Gwendoline Hills Hike

Article & Photo by Ann Snow


They're irresistible. The forests of the Sunshine Coast tantalize, tempt and taunt both avid outdoor enthusiasts and casual hikers. And on this sunny afternoon in early spring, we walked the Gwendoline Hills section.

Traces of a late snowfall still eluded the warming sun but this did not impede our footing on the well-worn trail. The Gwendoline Hills, on the north end of the Sunshine Coast near Lund, run north-south along the Malaspina Peninsula and overlook the Okeover (oh-koh-ver) Inlet. This area represents the essence of the Sunshine Coast Trail with its old growth forests and spectacular views.

A map is indispensable for locating the many access points of the Sunshine Coast Trail. We drove up a dirt road that came within 1km of the south end of the Gwendoline Hills then set out on foot with water, snacks and bear bells. The Trail is identified with red markers on trees and is fairly obvious and easy to follow. We headed north into the Hills at an easy pace breathing the purified air of the majestic wooden wardens, keepers of the Hills. Ancient beyond lifetimes, they looked down on us silently, unbothered by our intrusion.

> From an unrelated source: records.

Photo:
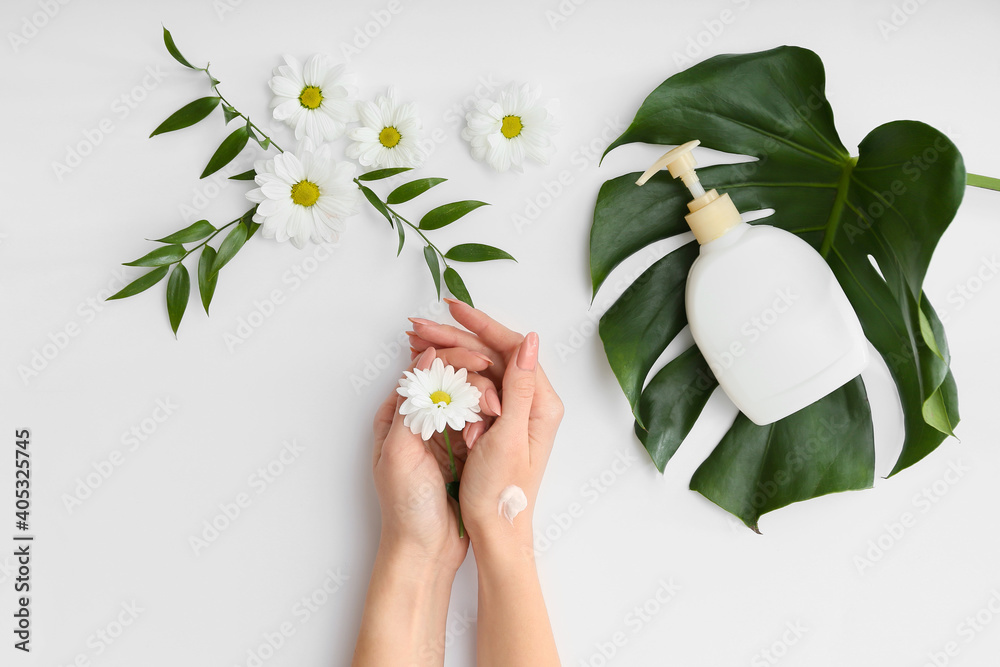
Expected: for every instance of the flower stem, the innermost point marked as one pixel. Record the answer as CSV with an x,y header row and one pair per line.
x,y
454,476
400,218
986,182
215,87
210,237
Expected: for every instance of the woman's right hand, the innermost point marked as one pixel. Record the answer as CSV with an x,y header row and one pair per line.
x,y
515,449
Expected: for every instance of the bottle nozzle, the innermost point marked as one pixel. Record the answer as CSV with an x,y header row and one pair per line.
x,y
711,215
680,163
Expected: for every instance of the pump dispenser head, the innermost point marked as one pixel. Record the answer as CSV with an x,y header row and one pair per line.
x,y
712,214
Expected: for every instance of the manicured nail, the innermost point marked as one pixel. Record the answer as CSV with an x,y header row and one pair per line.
x,y
492,400
426,359
475,430
484,357
528,355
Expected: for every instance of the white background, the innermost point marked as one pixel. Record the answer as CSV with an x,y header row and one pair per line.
x,y
296,376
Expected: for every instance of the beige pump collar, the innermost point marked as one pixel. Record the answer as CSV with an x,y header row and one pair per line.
x,y
711,215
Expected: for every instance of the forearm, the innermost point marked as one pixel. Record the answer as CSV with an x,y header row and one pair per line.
x,y
405,612
513,624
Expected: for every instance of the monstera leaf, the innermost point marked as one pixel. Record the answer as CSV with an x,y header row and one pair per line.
x,y
876,219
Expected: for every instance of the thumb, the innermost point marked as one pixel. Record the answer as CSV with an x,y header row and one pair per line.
x,y
519,383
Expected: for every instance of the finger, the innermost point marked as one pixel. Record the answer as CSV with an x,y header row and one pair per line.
x,y
472,432
489,330
492,333
445,335
519,385
382,424
417,342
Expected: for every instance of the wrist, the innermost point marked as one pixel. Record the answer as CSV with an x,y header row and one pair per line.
x,y
409,564
503,549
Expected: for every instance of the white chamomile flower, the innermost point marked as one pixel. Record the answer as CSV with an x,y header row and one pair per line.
x,y
389,135
503,132
315,99
304,196
436,398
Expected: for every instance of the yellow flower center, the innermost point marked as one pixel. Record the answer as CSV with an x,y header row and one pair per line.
x,y
305,193
440,397
511,126
389,137
311,97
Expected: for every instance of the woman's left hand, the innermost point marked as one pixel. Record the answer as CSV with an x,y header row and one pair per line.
x,y
418,519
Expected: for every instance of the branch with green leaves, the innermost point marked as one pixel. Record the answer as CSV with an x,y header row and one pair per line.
x,y
169,258
434,219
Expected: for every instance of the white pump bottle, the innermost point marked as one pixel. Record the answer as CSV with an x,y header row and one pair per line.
x,y
764,307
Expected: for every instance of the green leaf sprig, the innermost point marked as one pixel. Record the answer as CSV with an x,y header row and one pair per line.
x,y
173,251
434,219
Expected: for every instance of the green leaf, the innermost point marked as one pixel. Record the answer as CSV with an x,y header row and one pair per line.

In short time we too were looking down. Okeover Inlet lay way below us dyed in shifting blues, a ripple in the carpet of green embankment, fishing boats and oyster farms mere dots on the edge of our imaginations. Distant bays and islets were sources of curiosity and speculation. Beyond, the mountains of the Bunster Range competed for our attention still retaining their white winter caps as they bounded eastward beyond our vision.

Like an open window in a stuffy room, the sea breeze revived and enlivened. We sipped and nibbled in awe, humbled by the stunning beauty. Energized by our snacks, we captured a fraction of the wonder on camera before beginning our hushed and contemplative trail home. A mere three-hour hike yet we all slept soundly that night.